Hotter Than July

Andrew Gilbert on July 1, 2019
Três Baías celebrates a CD release at the Sound Room on July 14.

Jazz and summer have been boon companions ever since George Wein launched the Newport Jazz Festival in 1954, offering fans the opportunity to experience their favorite artists outdoors and away from sweltering East Coast cities. The music’s image as an ideal soundtrack for long, sun-kissed afternoons came sharply into focus with Jazz on a Summer’s Day, the concert film directed by fashion photographer Bert Stern that offered a stylishly distilled taste of Newport’s 1958 fare, including performances by Thelonious Monk, Sonny Stitt, Anita O’Day, Dinah Washington, and Louis Armstrong. Here are some suggestions for your summer jazz soundtrack.

Três Baías | July 14

The musical ties between the Bay Area and Brazil seem to grow deeper by the week, and Três Baías is the latest ensemble reflecting these bonds. The band’s name refers to the bays of Rio de Janeiro, San Francisco, and Salvador da Bahia, the hometowns of seven-string guitar master Nando Duarte, percussionist Brian Rice, and string wizard Almir Côrtes, respectively. Celebrating the release of their eponymous debut album at Oakland’s Sound Room, the trio extends the tradition of virtuosic choro, a foundational Brazilian style that’s in the midst of a glorious resurgence.


Dayna Stephens Perspective | July 17

Dayna Stephens recently topped Downbeat Magazine’s Critics Poll as rising star tenor saxophonist. Not to dis my fellow scribes but this designation is about two decades late, as the East Bay-raised, New Jersey-based Stephens has long been regarded by his colleagues as a generation-defining talent. A mainstay at the Stanford Jazz Workshop, he performs at Dinkelspiel Auditorium as part of that organization’s jazz festival, with an enviable band including the insistently inventive drummer Matt Wilson, bassist Giulio Cetto (now there’s a rising star), and the brilliant pianist Carmen Staaf, who featured Stephens on the acclaimed 2018 album she co-led with drummer Allison Miller, Science Fair (Sunnyside).

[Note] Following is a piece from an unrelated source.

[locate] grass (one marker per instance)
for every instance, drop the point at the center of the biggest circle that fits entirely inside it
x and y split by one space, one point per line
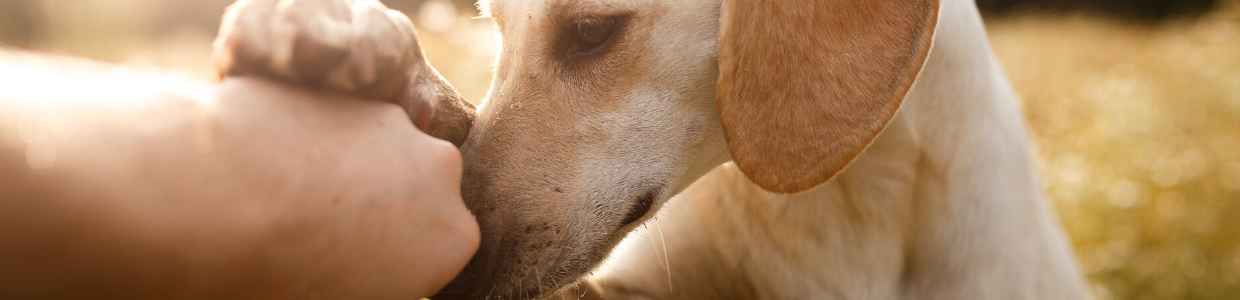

Thumbscrew and Mary Halvorson’s Code Girl | July 18–21

Over the past decade, guitarist Mary Halvorson has established herself as a capaciously inventive improviser with a sharp, astringent sound and tightly coiled attack. She’s recorded prolifically in a wide array of settings, and her four-night run at SFJAZZ’s Joe Henderson Lab features two of the best. The cooperative trio Thumbscrew, with bass master Michael Formanek and highly responsive drummer Tomas Fujiwara, plays July 18–19. And on July 20–21, Formanek and Fujiwara serve as the rhythm section for Halvorson’s project Code Girl, which features her idiosyncratic songs delivered by singular vocalist Amirtha Kidambi, an artist well-versed in free improvisation. The 24-year-old trumpeter Adam O’Farrill, scion of a storied jazz clan, rounds out the quintet.


Social Stutter | July 23

Led by composer/altoist Beth Schenck, Social Stutter is a saxophone quartet that brings together four of the region’s most vivid and thoughtful improvisers. Featuring Kasen Knudsen on alto sax, Phillip Greenlief on tenor sax, and Cory Wright on tenor and baritone sax, Social Stutter ranges between delicately calibrated chamber jazz and melodically expansive free improvisation. Whatever strategy Schenck employs, the quartet finds strikingly beautiful voicings, often rendered by the unusual instrumentation of two altos and two tenors. The group’s performance at San Francisco’s Community Music Center is part of the Outsound New Music Summit, a festival that runs July 21–27.


Ed Simon | July 27  

Venezuelan-born pianist Ed Simon celebrates his 50th birthday with a solo recital at Oakland’s Piedmont Piano, which has served as his primary Bay Area outpost in recent years. The longest-serving active member of the SFJAZZ Collective, the East Bay pianist/composer is in the forefront of Latin American jazz artists forging a sweeping Pan-American vision. Sumptuously melodic, his music sounds like tomorrow.


The Alaya Project | July 30

Drawing on post-bop, funk, and the rigorous rhythmic forms of South Indian classical music, the Alaya Project is a Carnatic Jazz trio featuring alto saxophonist Prasant Radhakrishnan, Colin Hogan on piano and accordion, and Rohan Krishnamurthy on a hybrid kit combining trap drums and double-sided mridangam. A rapidly evolving work in progress, the ensemble performs at the California Jazz Conservatory’s Rendon Hall as part of Way Out West, the school’s ongoing Tuesday-night series focusing on ensembles playing original music.